Krippe mit Mauer und Pyramide ohne Mitte - Heilige Drei Könige

Seit 2013 begleitet mich die abgebildete Krippe, die ich von einer Reise ins Heilige Land mitgebracht habe und die mir immer wieder zu denken gibt.

Krippe mit Mauer.
1. Die Kommenden
Im Osten packt es ein paar Leute. Wir erfahren aus den Quellen nicht, wie viele es waren, wir wissen nicht, was genau sie sich erhofften. Aber es hat sie motiviert, sich aus dem Eigenen zu erheben und den Zeichen nachzugehen in der Hoffnung auf etwas Heiles. Bis sie gestoppt werden und nicht weiterkommen.
Diese Beschreibung würde sowohl auf die DDR-Flüchtlinge wie auch auf die heutigen Flüchtlinge aus Syrien und dem Irak zutreffen.
Und eben auch auf die so genannten Drei Heiligen Könige. 

Diese aber werden nicht aufgehalten von des Herodes Angst und Hass, sondern reisen weiter, nachdem sie mit dem Herrscher und seinen Beratern Informationen ausgetauscht haben.

Theologisch bedeutet es, dass sich aus der Ferne die Nichtjuden aufmachen, um den fremden Gott zu verehren. Menschen von außerhalb zeigen auf diese Weise denen, die "drinnen" sind, hier den Juden im Lande Israel, was wirklich wichtig ist.
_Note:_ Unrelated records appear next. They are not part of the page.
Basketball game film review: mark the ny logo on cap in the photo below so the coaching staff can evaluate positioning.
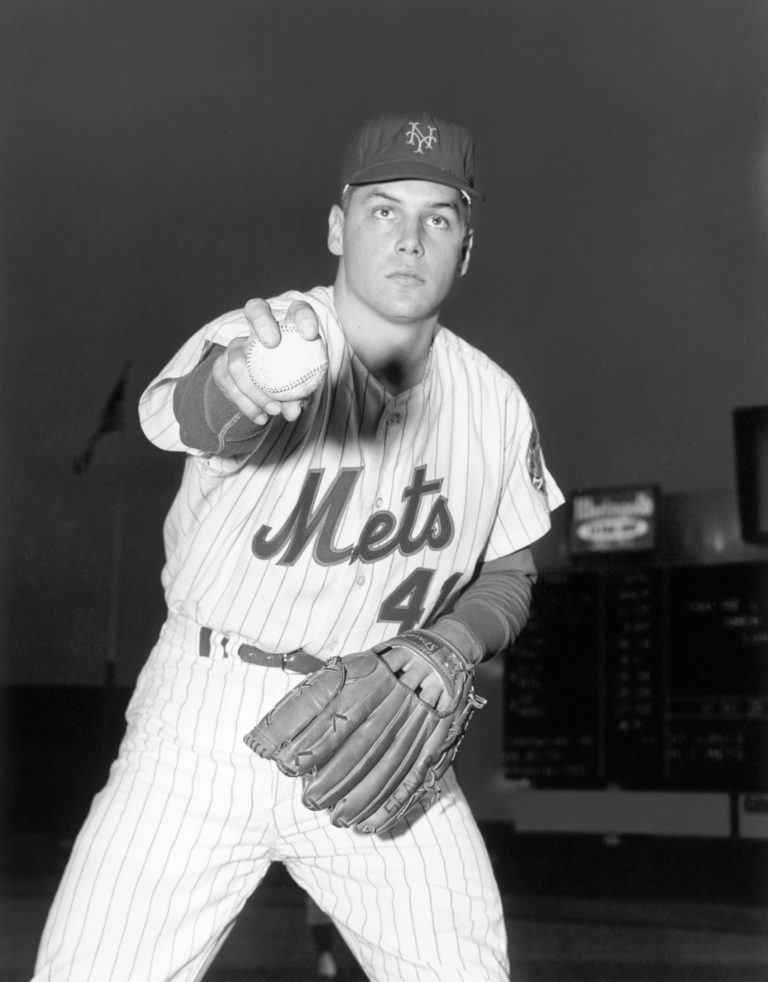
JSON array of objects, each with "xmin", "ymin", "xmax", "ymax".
[{"xmin": 406, "ymin": 121, "xmax": 437, "ymax": 154}]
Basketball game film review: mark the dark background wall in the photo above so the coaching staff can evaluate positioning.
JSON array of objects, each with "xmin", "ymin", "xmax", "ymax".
[{"xmin": 2, "ymin": 0, "xmax": 767, "ymax": 689}]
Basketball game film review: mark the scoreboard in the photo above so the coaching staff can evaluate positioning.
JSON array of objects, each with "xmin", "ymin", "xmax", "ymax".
[{"xmin": 503, "ymin": 562, "xmax": 768, "ymax": 791}]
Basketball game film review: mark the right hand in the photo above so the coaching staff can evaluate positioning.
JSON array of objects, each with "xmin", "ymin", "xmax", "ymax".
[{"xmin": 211, "ymin": 298, "xmax": 321, "ymax": 425}]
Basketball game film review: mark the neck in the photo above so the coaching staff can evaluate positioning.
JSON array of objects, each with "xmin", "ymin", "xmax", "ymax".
[{"xmin": 332, "ymin": 280, "xmax": 438, "ymax": 395}]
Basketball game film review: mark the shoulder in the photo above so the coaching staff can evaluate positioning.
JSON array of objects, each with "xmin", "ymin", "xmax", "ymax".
[{"xmin": 434, "ymin": 325, "xmax": 525, "ymax": 399}]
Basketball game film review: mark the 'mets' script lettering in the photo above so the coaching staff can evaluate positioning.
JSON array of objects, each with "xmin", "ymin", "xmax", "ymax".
[{"xmin": 252, "ymin": 466, "xmax": 454, "ymax": 566}]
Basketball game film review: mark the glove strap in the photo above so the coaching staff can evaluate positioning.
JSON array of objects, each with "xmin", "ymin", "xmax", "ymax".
[{"xmin": 426, "ymin": 616, "xmax": 484, "ymax": 666}]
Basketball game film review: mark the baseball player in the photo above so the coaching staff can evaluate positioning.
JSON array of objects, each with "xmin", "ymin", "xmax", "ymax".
[{"xmin": 33, "ymin": 112, "xmax": 563, "ymax": 982}]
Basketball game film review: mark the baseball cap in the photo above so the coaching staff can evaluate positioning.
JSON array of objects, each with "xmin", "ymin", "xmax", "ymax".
[{"xmin": 340, "ymin": 112, "xmax": 483, "ymax": 201}]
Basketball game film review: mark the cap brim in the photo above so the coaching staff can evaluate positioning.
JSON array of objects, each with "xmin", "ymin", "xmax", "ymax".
[{"xmin": 345, "ymin": 159, "xmax": 484, "ymax": 201}]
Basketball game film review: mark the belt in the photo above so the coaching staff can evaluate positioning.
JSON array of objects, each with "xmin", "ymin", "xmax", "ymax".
[{"xmin": 198, "ymin": 626, "xmax": 325, "ymax": 675}]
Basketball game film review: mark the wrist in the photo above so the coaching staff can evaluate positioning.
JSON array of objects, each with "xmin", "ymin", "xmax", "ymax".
[{"xmin": 426, "ymin": 616, "xmax": 484, "ymax": 667}]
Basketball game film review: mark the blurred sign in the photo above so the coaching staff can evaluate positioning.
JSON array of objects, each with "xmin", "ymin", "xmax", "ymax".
[
  {"xmin": 568, "ymin": 485, "xmax": 659, "ymax": 557},
  {"xmin": 738, "ymin": 794, "xmax": 768, "ymax": 839}
]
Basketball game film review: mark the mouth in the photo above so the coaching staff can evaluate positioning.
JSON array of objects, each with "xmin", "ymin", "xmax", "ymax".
[{"xmin": 387, "ymin": 270, "xmax": 425, "ymax": 286}]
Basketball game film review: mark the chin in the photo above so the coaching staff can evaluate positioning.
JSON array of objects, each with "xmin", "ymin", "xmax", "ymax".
[
  {"xmin": 384, "ymin": 304, "xmax": 436, "ymax": 325},
  {"xmin": 381, "ymin": 292, "xmax": 441, "ymax": 324}
]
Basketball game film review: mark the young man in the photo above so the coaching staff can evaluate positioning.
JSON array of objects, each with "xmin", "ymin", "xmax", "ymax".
[{"xmin": 33, "ymin": 112, "xmax": 563, "ymax": 982}]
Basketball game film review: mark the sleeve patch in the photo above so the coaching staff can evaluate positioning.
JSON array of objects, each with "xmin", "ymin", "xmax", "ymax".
[{"xmin": 526, "ymin": 415, "xmax": 547, "ymax": 495}]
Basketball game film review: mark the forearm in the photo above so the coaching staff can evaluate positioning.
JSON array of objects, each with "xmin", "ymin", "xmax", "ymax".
[
  {"xmin": 430, "ymin": 549, "xmax": 536, "ymax": 663},
  {"xmin": 172, "ymin": 343, "xmax": 266, "ymax": 455}
]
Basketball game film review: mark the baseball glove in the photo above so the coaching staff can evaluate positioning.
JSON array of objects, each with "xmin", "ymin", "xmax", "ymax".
[{"xmin": 243, "ymin": 629, "xmax": 486, "ymax": 834}]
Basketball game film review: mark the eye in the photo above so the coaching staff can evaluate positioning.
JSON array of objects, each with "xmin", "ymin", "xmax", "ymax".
[
  {"xmin": 373, "ymin": 206, "xmax": 394, "ymax": 219},
  {"xmin": 426, "ymin": 214, "xmax": 450, "ymax": 229}
]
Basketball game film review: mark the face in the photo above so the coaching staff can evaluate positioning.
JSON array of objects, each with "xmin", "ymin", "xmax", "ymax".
[{"xmin": 327, "ymin": 180, "xmax": 472, "ymax": 327}]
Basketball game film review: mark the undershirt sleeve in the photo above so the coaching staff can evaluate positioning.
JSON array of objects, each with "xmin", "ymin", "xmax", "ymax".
[
  {"xmin": 431, "ymin": 548, "xmax": 537, "ymax": 663},
  {"xmin": 172, "ymin": 343, "xmax": 267, "ymax": 455}
]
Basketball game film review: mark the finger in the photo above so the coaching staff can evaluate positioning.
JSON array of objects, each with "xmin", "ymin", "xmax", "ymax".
[
  {"xmin": 279, "ymin": 400, "xmax": 305, "ymax": 422},
  {"xmin": 218, "ymin": 385, "xmax": 270, "ymax": 424},
  {"xmin": 380, "ymin": 647, "xmax": 411, "ymax": 674},
  {"xmin": 380, "ymin": 648, "xmax": 445, "ymax": 707},
  {"xmin": 380, "ymin": 645, "xmax": 432, "ymax": 679},
  {"xmin": 415, "ymin": 674, "xmax": 445, "ymax": 708},
  {"xmin": 287, "ymin": 300, "xmax": 320, "ymax": 341},
  {"xmin": 244, "ymin": 298, "xmax": 281, "ymax": 348},
  {"xmin": 399, "ymin": 665, "xmax": 444, "ymax": 708}
]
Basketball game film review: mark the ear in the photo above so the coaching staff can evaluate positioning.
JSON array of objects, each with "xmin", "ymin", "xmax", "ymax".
[
  {"xmin": 327, "ymin": 204, "xmax": 344, "ymax": 257},
  {"xmin": 458, "ymin": 229, "xmax": 473, "ymax": 277}
]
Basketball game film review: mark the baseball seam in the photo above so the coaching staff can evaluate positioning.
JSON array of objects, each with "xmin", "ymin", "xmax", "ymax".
[
  {"xmin": 257, "ymin": 370, "xmax": 326, "ymax": 394},
  {"xmin": 246, "ymin": 323, "xmax": 327, "ymax": 394}
]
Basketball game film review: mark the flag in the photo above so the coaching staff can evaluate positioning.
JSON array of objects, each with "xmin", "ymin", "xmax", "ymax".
[{"xmin": 73, "ymin": 361, "xmax": 131, "ymax": 474}]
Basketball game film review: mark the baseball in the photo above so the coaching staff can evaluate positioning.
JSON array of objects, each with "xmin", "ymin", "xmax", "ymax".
[{"xmin": 245, "ymin": 323, "xmax": 328, "ymax": 401}]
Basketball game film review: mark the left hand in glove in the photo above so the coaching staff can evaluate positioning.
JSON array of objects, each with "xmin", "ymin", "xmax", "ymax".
[{"xmin": 243, "ymin": 627, "xmax": 486, "ymax": 834}]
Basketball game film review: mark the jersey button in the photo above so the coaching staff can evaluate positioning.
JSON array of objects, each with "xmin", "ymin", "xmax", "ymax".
[
  {"xmin": 356, "ymin": 574, "xmax": 366, "ymax": 586},
  {"xmin": 386, "ymin": 413, "xmax": 402, "ymax": 426},
  {"xmin": 375, "ymin": 496, "xmax": 384, "ymax": 508}
]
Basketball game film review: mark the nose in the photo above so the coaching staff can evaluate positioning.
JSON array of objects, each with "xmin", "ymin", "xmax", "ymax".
[{"xmin": 396, "ymin": 218, "xmax": 424, "ymax": 257}]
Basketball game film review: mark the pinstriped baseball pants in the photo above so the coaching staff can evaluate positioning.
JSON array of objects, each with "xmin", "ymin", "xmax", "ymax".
[{"xmin": 32, "ymin": 614, "xmax": 510, "ymax": 982}]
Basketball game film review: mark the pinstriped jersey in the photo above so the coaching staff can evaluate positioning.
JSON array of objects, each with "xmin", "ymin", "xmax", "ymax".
[{"xmin": 139, "ymin": 285, "xmax": 563, "ymax": 656}]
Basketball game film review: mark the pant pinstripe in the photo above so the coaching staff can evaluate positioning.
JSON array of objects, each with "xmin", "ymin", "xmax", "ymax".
[{"xmin": 33, "ymin": 614, "xmax": 510, "ymax": 982}]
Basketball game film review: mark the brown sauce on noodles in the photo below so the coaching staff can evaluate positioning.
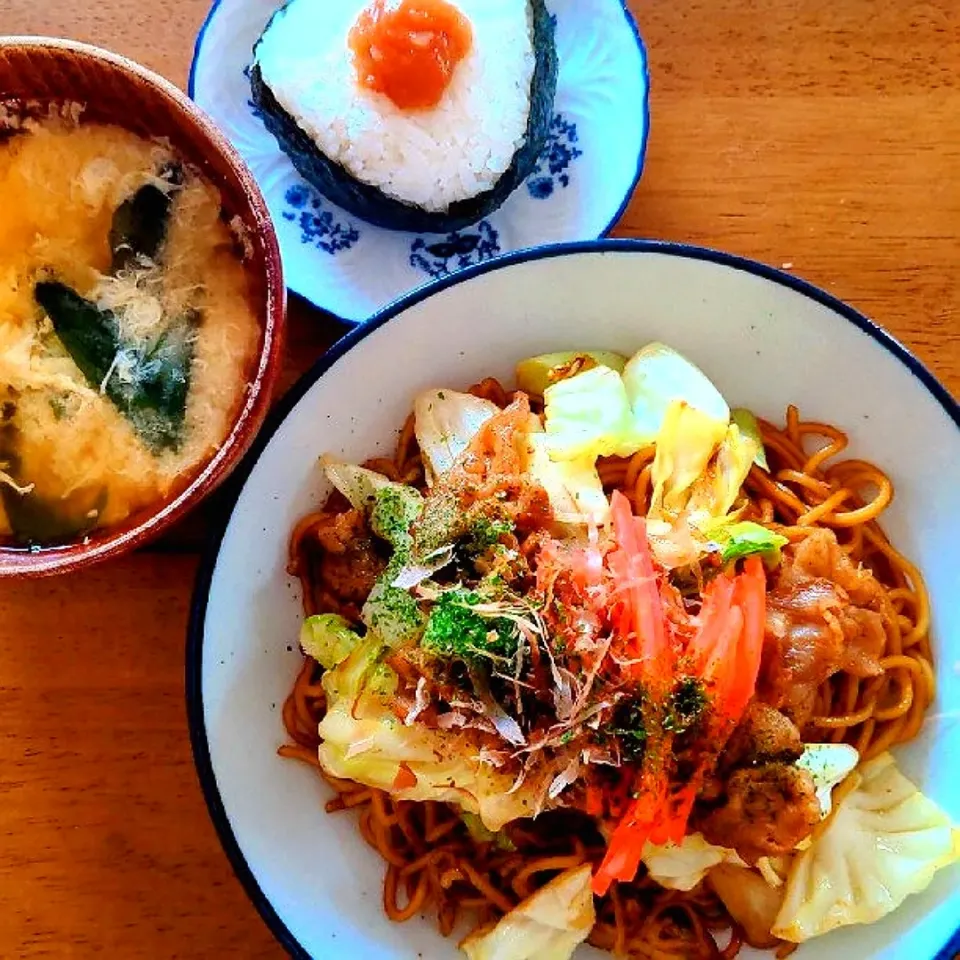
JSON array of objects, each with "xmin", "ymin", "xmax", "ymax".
[{"xmin": 280, "ymin": 378, "xmax": 933, "ymax": 959}]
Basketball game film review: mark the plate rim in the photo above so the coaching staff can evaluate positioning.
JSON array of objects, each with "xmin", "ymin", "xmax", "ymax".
[
  {"xmin": 186, "ymin": 0, "xmax": 652, "ymax": 324},
  {"xmin": 186, "ymin": 237, "xmax": 960, "ymax": 960}
]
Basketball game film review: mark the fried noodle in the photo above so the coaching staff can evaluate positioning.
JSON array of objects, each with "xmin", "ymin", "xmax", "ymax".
[{"xmin": 280, "ymin": 383, "xmax": 933, "ymax": 959}]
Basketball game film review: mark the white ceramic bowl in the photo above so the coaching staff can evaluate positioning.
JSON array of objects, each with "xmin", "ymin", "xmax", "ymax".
[{"xmin": 188, "ymin": 241, "xmax": 960, "ymax": 960}]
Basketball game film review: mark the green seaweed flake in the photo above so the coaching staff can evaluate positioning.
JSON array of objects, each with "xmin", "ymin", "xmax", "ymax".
[{"xmin": 421, "ymin": 589, "xmax": 519, "ymax": 661}]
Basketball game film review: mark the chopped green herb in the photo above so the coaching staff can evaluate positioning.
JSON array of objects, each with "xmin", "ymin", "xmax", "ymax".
[
  {"xmin": 609, "ymin": 699, "xmax": 648, "ymax": 761},
  {"xmin": 664, "ymin": 676, "xmax": 708, "ymax": 734},
  {"xmin": 464, "ymin": 515, "xmax": 514, "ymax": 554},
  {"xmin": 421, "ymin": 589, "xmax": 519, "ymax": 660},
  {"xmin": 360, "ymin": 481, "xmax": 430, "ymax": 645}
]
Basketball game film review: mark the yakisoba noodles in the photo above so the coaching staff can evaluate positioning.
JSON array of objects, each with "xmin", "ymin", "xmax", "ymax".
[
  {"xmin": 597, "ymin": 410, "xmax": 934, "ymax": 763},
  {"xmin": 279, "ymin": 346, "xmax": 953, "ymax": 960}
]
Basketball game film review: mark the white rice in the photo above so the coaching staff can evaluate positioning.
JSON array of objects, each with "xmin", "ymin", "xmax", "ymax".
[{"xmin": 255, "ymin": 0, "xmax": 536, "ymax": 212}]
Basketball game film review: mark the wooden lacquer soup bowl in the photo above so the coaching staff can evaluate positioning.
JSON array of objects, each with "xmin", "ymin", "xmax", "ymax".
[{"xmin": 0, "ymin": 37, "xmax": 285, "ymax": 577}]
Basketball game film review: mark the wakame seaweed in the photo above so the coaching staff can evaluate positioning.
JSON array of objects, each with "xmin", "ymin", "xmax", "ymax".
[
  {"xmin": 0, "ymin": 401, "xmax": 104, "ymax": 545},
  {"xmin": 34, "ymin": 162, "xmax": 196, "ymax": 454},
  {"xmin": 35, "ymin": 282, "xmax": 194, "ymax": 453},
  {"xmin": 1, "ymin": 475, "xmax": 106, "ymax": 545},
  {"xmin": 109, "ymin": 162, "xmax": 183, "ymax": 272}
]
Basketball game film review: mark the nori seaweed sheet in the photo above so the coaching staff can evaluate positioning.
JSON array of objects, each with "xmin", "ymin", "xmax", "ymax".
[{"xmin": 250, "ymin": 0, "xmax": 558, "ymax": 233}]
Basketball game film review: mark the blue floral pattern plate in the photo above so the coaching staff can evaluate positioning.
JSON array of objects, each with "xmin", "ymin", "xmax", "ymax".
[{"xmin": 190, "ymin": 0, "xmax": 649, "ymax": 323}]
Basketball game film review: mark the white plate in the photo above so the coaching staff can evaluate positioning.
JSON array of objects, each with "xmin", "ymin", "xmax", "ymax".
[
  {"xmin": 188, "ymin": 0, "xmax": 649, "ymax": 323},
  {"xmin": 188, "ymin": 241, "xmax": 960, "ymax": 960}
]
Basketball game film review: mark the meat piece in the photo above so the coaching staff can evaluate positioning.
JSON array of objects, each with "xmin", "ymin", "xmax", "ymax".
[
  {"xmin": 790, "ymin": 529, "xmax": 886, "ymax": 678},
  {"xmin": 468, "ymin": 477, "xmax": 554, "ymax": 533},
  {"xmin": 513, "ymin": 482, "xmax": 553, "ymax": 532},
  {"xmin": 313, "ymin": 508, "xmax": 365, "ymax": 554},
  {"xmin": 758, "ymin": 528, "xmax": 885, "ymax": 728},
  {"xmin": 721, "ymin": 702, "xmax": 804, "ymax": 770},
  {"xmin": 836, "ymin": 605, "xmax": 886, "ymax": 678},
  {"xmin": 314, "ymin": 509, "xmax": 387, "ymax": 603},
  {"xmin": 761, "ymin": 579, "xmax": 845, "ymax": 726},
  {"xmin": 696, "ymin": 763, "xmax": 821, "ymax": 863},
  {"xmin": 789, "ymin": 526, "xmax": 882, "ymax": 608},
  {"xmin": 697, "ymin": 703, "xmax": 803, "ymax": 806}
]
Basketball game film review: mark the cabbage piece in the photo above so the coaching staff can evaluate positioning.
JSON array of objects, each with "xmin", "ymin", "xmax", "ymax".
[
  {"xmin": 645, "ymin": 516, "xmax": 707, "ymax": 570},
  {"xmin": 389, "ymin": 545, "xmax": 456, "ymax": 590},
  {"xmin": 299, "ymin": 614, "xmax": 361, "ymax": 670},
  {"xmin": 362, "ymin": 516, "xmax": 426, "ymax": 648},
  {"xmin": 622, "ymin": 342, "xmax": 730, "ymax": 443},
  {"xmin": 649, "ymin": 401, "xmax": 729, "ymax": 517},
  {"xmin": 516, "ymin": 350, "xmax": 628, "ymax": 396},
  {"xmin": 324, "ymin": 471, "xmax": 426, "ymax": 646},
  {"xmin": 461, "ymin": 812, "xmax": 517, "ymax": 850},
  {"xmin": 361, "ymin": 572, "xmax": 424, "ymax": 648},
  {"xmin": 320, "ymin": 632, "xmax": 396, "ymax": 703},
  {"xmin": 642, "ymin": 833, "xmax": 742, "ymax": 891},
  {"xmin": 317, "ymin": 636, "xmax": 538, "ymax": 831},
  {"xmin": 704, "ymin": 746, "xmax": 860, "ymax": 946},
  {"xmin": 684, "ymin": 421, "xmax": 760, "ymax": 521},
  {"xmin": 526, "ymin": 432, "xmax": 609, "ymax": 525},
  {"xmin": 460, "ymin": 864, "xmax": 595, "ymax": 960},
  {"xmin": 708, "ymin": 863, "xmax": 784, "ymax": 948},
  {"xmin": 414, "ymin": 389, "xmax": 500, "ymax": 485},
  {"xmin": 795, "ymin": 743, "xmax": 859, "ymax": 818},
  {"xmin": 321, "ymin": 458, "xmax": 424, "ymax": 549},
  {"xmin": 772, "ymin": 752, "xmax": 960, "ymax": 943},
  {"xmin": 370, "ymin": 484, "xmax": 423, "ymax": 550},
  {"xmin": 702, "ymin": 519, "xmax": 789, "ymax": 567},
  {"xmin": 649, "ymin": 403, "xmax": 762, "ymax": 525},
  {"xmin": 461, "ymin": 811, "xmax": 498, "ymax": 844},
  {"xmin": 542, "ymin": 365, "xmax": 637, "ymax": 461},
  {"xmin": 731, "ymin": 407, "xmax": 769, "ymax": 471},
  {"xmin": 322, "ymin": 458, "xmax": 397, "ymax": 510},
  {"xmin": 362, "ymin": 559, "xmax": 426, "ymax": 649},
  {"xmin": 755, "ymin": 855, "xmax": 792, "ymax": 888},
  {"xmin": 620, "ymin": 344, "xmax": 756, "ymax": 524}
]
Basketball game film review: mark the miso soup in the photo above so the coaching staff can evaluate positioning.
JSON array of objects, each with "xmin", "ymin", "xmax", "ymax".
[{"xmin": 0, "ymin": 112, "xmax": 260, "ymax": 546}]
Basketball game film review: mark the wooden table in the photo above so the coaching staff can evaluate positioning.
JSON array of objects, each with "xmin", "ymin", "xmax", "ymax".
[{"xmin": 2, "ymin": 0, "xmax": 958, "ymax": 955}]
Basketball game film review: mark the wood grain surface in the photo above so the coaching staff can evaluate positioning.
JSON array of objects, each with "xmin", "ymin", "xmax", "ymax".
[{"xmin": 1, "ymin": 0, "xmax": 958, "ymax": 956}]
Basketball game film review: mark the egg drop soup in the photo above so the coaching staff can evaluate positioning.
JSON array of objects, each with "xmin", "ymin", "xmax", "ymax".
[{"xmin": 0, "ymin": 111, "xmax": 260, "ymax": 547}]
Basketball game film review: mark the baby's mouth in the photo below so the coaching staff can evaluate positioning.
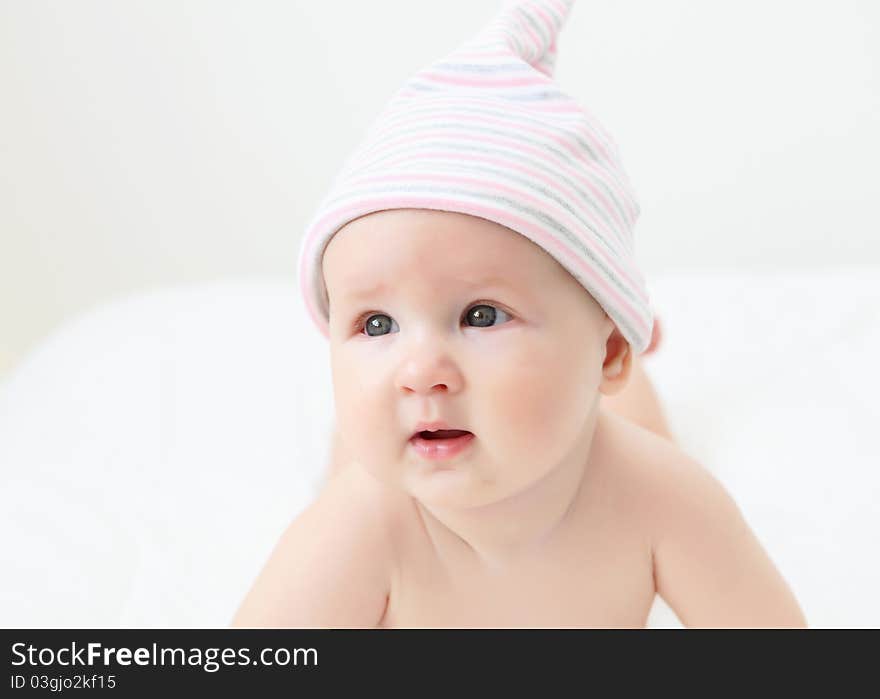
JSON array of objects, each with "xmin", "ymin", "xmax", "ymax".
[
  {"xmin": 409, "ymin": 429, "xmax": 476, "ymax": 461},
  {"xmin": 415, "ymin": 429, "xmax": 472, "ymax": 440}
]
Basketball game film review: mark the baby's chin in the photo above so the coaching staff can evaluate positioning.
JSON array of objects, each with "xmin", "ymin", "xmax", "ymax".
[
  {"xmin": 402, "ymin": 464, "xmax": 479, "ymax": 506},
  {"xmin": 360, "ymin": 448, "xmax": 533, "ymax": 508},
  {"xmin": 399, "ymin": 462, "xmax": 534, "ymax": 511}
]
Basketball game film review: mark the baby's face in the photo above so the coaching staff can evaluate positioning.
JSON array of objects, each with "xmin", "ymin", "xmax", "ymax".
[{"xmin": 322, "ymin": 208, "xmax": 617, "ymax": 508}]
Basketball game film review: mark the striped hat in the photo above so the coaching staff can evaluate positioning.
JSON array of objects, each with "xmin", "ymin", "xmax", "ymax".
[{"xmin": 297, "ymin": 0, "xmax": 654, "ymax": 354}]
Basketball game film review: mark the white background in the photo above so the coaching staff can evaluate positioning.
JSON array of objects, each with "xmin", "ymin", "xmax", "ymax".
[{"xmin": 2, "ymin": 0, "xmax": 879, "ymax": 374}]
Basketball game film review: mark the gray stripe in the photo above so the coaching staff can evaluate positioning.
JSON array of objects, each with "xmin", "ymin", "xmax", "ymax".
[
  {"xmin": 515, "ymin": 5, "xmax": 550, "ymax": 49},
  {"xmin": 497, "ymin": 26, "xmax": 526, "ymax": 55},
  {"xmin": 541, "ymin": 2, "xmax": 563, "ymax": 27}
]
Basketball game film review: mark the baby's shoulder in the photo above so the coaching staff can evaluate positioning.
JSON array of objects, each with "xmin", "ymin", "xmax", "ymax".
[
  {"xmin": 322, "ymin": 462, "xmax": 414, "ymax": 545},
  {"xmin": 231, "ymin": 462, "xmax": 399, "ymax": 628},
  {"xmin": 596, "ymin": 410, "xmax": 747, "ymax": 557},
  {"xmin": 592, "ymin": 411, "xmax": 704, "ymax": 529},
  {"xmin": 597, "ymin": 413, "xmax": 807, "ymax": 627}
]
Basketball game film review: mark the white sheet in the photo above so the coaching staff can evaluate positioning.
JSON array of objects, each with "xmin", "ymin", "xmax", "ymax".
[{"xmin": 1, "ymin": 268, "xmax": 878, "ymax": 628}]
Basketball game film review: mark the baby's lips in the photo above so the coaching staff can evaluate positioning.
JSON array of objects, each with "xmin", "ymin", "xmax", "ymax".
[
  {"xmin": 414, "ymin": 429, "xmax": 473, "ymax": 440},
  {"xmin": 409, "ymin": 420, "xmax": 472, "ymax": 439}
]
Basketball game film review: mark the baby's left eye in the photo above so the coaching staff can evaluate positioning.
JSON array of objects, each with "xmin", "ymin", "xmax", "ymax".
[{"xmin": 464, "ymin": 303, "xmax": 511, "ymax": 328}]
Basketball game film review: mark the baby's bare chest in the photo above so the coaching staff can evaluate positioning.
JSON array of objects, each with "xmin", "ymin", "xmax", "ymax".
[{"xmin": 379, "ymin": 516, "xmax": 655, "ymax": 628}]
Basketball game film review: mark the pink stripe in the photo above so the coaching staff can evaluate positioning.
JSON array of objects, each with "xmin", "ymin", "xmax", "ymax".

Möglicherweise lässt sich hier auch von den Flüchtlingen lernen, die uns aus unserer Bequemlichkeit reißen und uns auf unsere "christlichen" Werte stoßen.

Ein Fazit lautet also: Die Kommenden können die Sitzenden bescheren.
Das andere dagegen: Zur Gemeinschaft mit Jesus sind alle berufen; die ersten Christen bezeugen nicht umsonst von Gott, "dass ihm in jedem Volk willkommen ist, wer ihn fürchtet und tut, was recht ist." (Apg 10,35)

2. Das Hindernis
Was hindert Menschen, zur Krippe zu kommen?
Der politische Kontext, in dem ich die Krippe erstanden habe, spricht zunächst für sich: Die Trennungsmauer vor Bethlehem schließt nicht nur Terroristen, sondern alle muslimischen wie christlichen Palästinenser vom Kontakt mit Israel aus - genauso wie Touristen und Pilger es schwerer haben, nach Bethlehem zu gelangen. Die politischen Gründe für den Mauerbau und ihre beabsichtigten oder unbeabsichtigten Folgen für die Zivilbevölkerung bilden einen Hexenkessel an Vorwürfen, Anschuldigungen und Gewalt.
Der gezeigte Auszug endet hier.